We encourage customers to share their own compounding data and experiences. This collaboration shortens the time between problem discovery and solution implementation. Plant visits, trial shipments, and detailed feedback cycles often reveal unexpected process bottlenecks or new opportunities that lead to tweak in future CPE batches. These incremental improvements, driven by close cooperation, matter more than standalone innovation.

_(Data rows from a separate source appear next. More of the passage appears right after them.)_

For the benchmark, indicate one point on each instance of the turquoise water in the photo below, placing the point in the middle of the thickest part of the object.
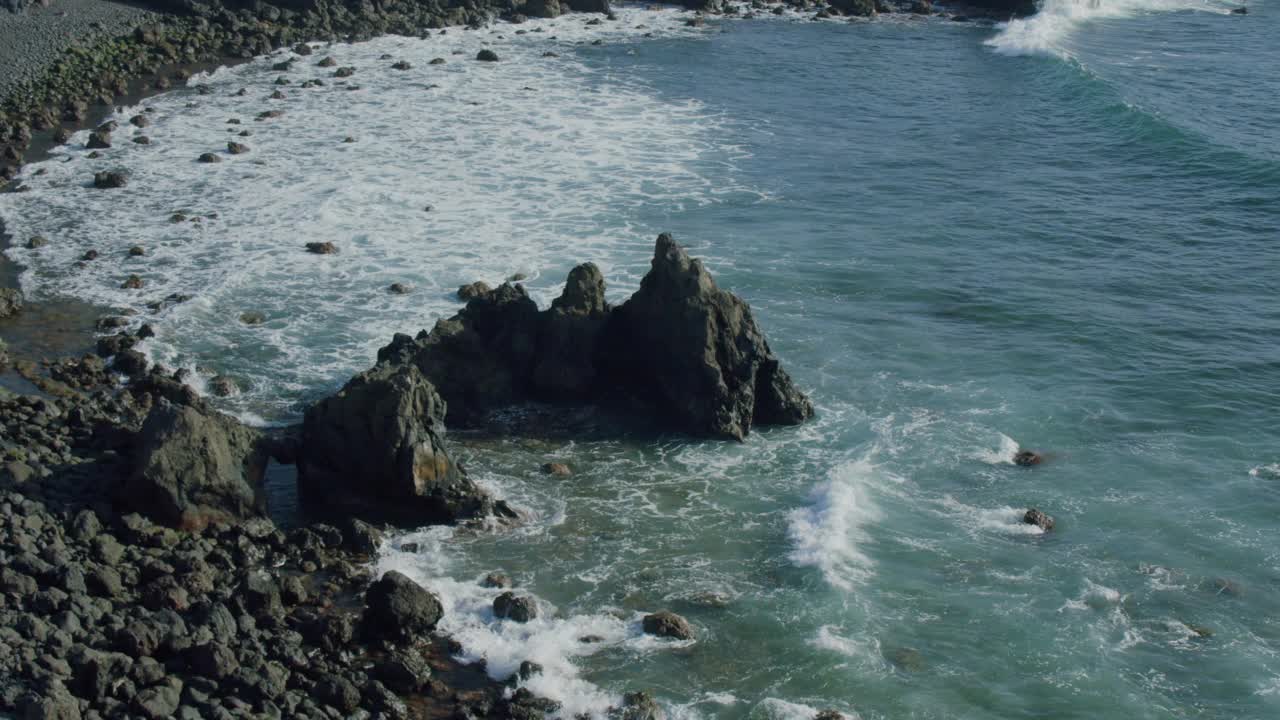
(961, 240)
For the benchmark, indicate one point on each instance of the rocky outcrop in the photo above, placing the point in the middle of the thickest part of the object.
(680, 347)
(10, 301)
(376, 445)
(666, 624)
(195, 468)
(400, 610)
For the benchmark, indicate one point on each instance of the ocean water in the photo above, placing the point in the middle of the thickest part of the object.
(961, 238)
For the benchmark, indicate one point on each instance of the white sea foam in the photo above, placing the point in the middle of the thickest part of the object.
(530, 165)
(1269, 472)
(828, 534)
(1050, 31)
(552, 639)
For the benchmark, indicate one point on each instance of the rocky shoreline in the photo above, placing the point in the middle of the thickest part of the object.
(141, 575)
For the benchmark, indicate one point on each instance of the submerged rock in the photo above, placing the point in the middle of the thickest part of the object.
(1027, 459)
(510, 606)
(10, 301)
(195, 466)
(1034, 516)
(378, 442)
(666, 624)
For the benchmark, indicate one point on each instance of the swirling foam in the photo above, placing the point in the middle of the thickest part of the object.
(528, 165)
(1048, 31)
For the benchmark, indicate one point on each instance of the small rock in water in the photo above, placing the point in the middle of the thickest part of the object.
(1223, 586)
(110, 180)
(908, 659)
(496, 580)
(521, 609)
(1041, 520)
(474, 290)
(222, 386)
(1027, 459)
(667, 624)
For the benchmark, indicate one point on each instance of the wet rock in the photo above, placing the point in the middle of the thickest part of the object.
(403, 671)
(99, 140)
(10, 301)
(638, 706)
(474, 290)
(1027, 459)
(556, 469)
(496, 580)
(321, 247)
(131, 363)
(521, 609)
(566, 369)
(400, 610)
(855, 8)
(222, 386)
(109, 180)
(666, 624)
(195, 468)
(1041, 520)
(695, 352)
(384, 428)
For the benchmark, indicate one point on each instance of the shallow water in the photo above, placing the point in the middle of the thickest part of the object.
(961, 241)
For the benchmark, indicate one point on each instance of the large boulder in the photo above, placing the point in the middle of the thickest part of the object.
(376, 443)
(694, 352)
(195, 466)
(479, 359)
(565, 369)
(10, 301)
(400, 610)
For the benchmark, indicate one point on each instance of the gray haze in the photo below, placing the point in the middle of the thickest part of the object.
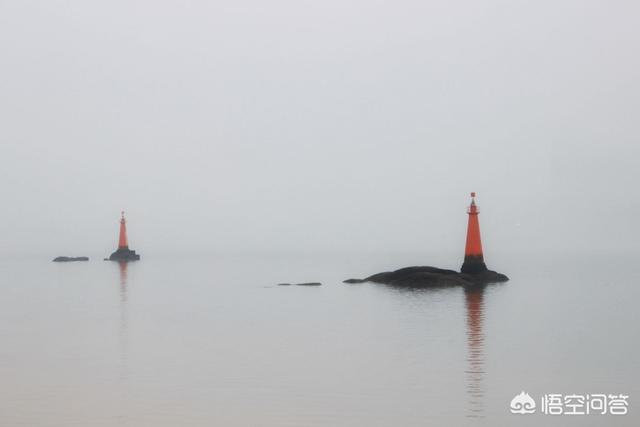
(318, 125)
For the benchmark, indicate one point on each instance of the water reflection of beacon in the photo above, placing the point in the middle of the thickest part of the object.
(473, 258)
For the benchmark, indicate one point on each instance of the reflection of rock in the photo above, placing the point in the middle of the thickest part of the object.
(431, 276)
(70, 258)
(124, 254)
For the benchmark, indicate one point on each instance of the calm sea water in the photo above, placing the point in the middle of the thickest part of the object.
(210, 340)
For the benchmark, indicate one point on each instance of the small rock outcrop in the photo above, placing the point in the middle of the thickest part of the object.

Our support staff take daily calls on mixing guides, storage practices, modifier compatibility, and field troubleshooting. We rely on years of compounding and extrusion work to recommend best practices, such as pre-blending routines, extruder screw configurations, or anti-blocking agents that keep CPE performing for its entire service life. Misinformation or generic advice doesn’t help the mold operator, cable line supervisor, or plant QC inspector.
We back up our advice with monitored batch data. If a customer experiences fusion issues or observes surface irregularities during calendaring, we review shipment logs, laboratory moisture tests, and, if needed, send in tech support for a hands-on review. Our reputation rests not on theoretical purity but on regular, predictable results shift after shift.
CPE’s role in industry will keep evolving, but we believe transparency, technical depth, and shared hands-on work matter more than polished marketing. We measure our value by the performance of finished goods in the field, the ease of troubleshooting during process disruptions, and the reliability our customers have come to expect, not only from our chemicals but also from our people.
By sticking close to the daily realities of plastic and rubber manufacturing, from raw material challenges to final product testing, we keep learning and improving. That’s the promise of a manufacturer who stands behind their CPE, from the plant floor out to the end-user.